Funny how fellow riders react to my passion for old motorcycles. My old pals from Clearwater, FL couldn’t care less, preferring to concentrate on the latest Transformers-looking GSXR1PANTVRZX that require 10 hours of training just to learn how to zero de trip meter. They often ask me “why do you spend so much time on those old things?” My answer is always the same: If I have to explain, you wouldn’t understand.
It might be a matter of age too. With one exception, the FL guys are much younger so they didn’t lust for these bikes in the dealers showroom, staring at them for hours like they were posters of Ursula Andress coming out of the Caribbean sea. The first Yamaha dealer in my little sleepy town (across from Rio de Janeiro) opened its doors in 1973. Its tiny showroom was cramped with DTs, RDs, and TXs. Brazil usually got its models from the International lineup (Europe, Asia, Africa, and So. America) so the colors were a bit different than what was sold in the US. For example, our TX500s and TX650s were gold and black, looking just like the American TX750. Add the RD200 and the showroom looked (and it was!) a gold mine. I spent more time there than I did in school!
Region might be another factor.
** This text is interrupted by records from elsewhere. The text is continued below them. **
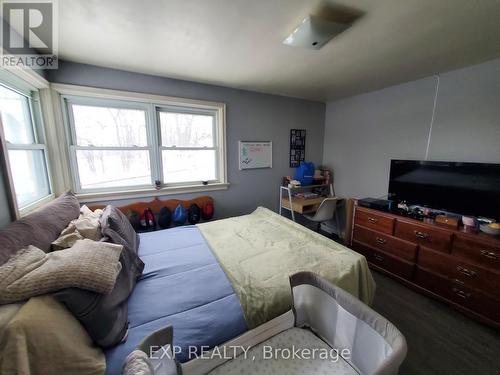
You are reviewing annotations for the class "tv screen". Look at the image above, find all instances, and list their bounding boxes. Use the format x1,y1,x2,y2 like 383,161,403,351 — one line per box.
389,160,500,220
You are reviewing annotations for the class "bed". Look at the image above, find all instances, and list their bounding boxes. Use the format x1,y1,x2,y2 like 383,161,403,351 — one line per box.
105,207,375,374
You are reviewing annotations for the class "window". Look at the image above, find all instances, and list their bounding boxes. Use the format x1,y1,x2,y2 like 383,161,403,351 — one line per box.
0,85,51,211
158,108,218,184
62,91,226,194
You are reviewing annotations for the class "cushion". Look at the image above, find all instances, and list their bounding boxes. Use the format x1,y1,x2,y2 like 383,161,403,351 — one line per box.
54,206,144,348
0,192,80,265
0,296,106,375
0,239,123,304
52,205,102,250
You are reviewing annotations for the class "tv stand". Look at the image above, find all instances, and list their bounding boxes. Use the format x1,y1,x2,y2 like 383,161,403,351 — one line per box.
348,202,500,328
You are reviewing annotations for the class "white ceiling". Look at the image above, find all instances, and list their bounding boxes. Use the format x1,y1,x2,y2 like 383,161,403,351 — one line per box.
59,0,500,101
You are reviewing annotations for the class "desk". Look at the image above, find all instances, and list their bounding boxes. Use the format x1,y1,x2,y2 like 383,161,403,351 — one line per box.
279,184,335,221
281,197,325,214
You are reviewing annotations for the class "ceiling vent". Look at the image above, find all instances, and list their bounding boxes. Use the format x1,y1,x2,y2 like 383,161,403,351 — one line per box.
283,16,351,49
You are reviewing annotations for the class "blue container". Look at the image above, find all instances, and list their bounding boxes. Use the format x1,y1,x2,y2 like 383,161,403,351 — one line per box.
294,161,315,186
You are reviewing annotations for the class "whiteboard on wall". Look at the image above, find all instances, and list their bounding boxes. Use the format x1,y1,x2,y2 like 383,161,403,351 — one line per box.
238,141,273,170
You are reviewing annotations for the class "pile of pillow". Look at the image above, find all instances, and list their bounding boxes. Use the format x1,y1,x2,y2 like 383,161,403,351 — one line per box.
0,193,144,374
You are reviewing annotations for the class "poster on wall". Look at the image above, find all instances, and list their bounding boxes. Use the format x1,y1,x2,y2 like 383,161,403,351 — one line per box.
290,129,306,168
238,141,273,170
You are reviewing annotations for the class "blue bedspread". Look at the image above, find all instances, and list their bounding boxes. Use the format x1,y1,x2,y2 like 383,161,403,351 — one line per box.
106,226,247,375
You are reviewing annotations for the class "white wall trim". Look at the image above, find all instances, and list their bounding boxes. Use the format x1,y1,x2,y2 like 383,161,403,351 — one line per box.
51,83,225,109
0,47,50,89
76,183,229,203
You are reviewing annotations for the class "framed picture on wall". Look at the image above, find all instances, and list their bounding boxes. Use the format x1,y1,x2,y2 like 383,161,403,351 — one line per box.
290,129,306,168
238,141,273,170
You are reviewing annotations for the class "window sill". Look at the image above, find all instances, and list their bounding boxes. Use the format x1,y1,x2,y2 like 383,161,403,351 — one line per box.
19,194,55,218
75,183,229,203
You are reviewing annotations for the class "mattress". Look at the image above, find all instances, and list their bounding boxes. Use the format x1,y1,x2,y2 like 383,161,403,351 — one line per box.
198,207,375,328
105,226,247,375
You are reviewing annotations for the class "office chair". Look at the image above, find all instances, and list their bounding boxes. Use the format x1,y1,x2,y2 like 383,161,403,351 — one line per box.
304,198,339,233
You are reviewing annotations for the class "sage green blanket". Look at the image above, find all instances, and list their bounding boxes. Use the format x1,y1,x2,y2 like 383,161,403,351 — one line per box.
198,207,375,328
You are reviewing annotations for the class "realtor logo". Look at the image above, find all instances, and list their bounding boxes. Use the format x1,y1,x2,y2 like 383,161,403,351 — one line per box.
1,0,58,69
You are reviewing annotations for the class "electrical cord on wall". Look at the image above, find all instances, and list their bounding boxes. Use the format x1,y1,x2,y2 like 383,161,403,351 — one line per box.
425,74,439,160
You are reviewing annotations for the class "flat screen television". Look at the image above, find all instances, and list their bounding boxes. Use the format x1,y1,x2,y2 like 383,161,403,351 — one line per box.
389,160,500,220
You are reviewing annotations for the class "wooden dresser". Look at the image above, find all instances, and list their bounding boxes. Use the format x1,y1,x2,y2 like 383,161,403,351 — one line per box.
351,205,500,328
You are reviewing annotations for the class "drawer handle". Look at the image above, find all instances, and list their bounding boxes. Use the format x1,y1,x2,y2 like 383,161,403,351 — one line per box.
457,266,476,277
453,288,470,299
481,250,498,259
415,230,429,239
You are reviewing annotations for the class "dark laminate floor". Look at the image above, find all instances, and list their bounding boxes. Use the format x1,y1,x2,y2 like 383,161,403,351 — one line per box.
373,271,500,375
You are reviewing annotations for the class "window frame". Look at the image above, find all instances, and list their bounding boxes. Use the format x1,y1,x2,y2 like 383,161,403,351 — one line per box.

Every time I take one of the old ladies out for a spin around here (N. Georgia), I get a lot of compliments and – the best part – questions about the bike. Refueling stops on the ‘75 650 generally earn a thumbs-up or two. Dogwood Rally’s boss Marty Hallberg introduced me to a nice group of chaps that immediately identified every bike I rode to our meetings. I can’t wait to see if they can correctly identify the year/model of the little Ducati when they see it.
I do like the modern stuff but working and riding those old things make us feel “at home.” For me it’s like I’m on an intravenous drip of pure endorphins. Perhaps it’s the satisfaction of working with my hands.
Matthew Crawford explains that very nicely (if not scientifically) in his book “Shop Class as Soul Craft”. If you haven’t read it, I strongly recommend that you do so. And quickly.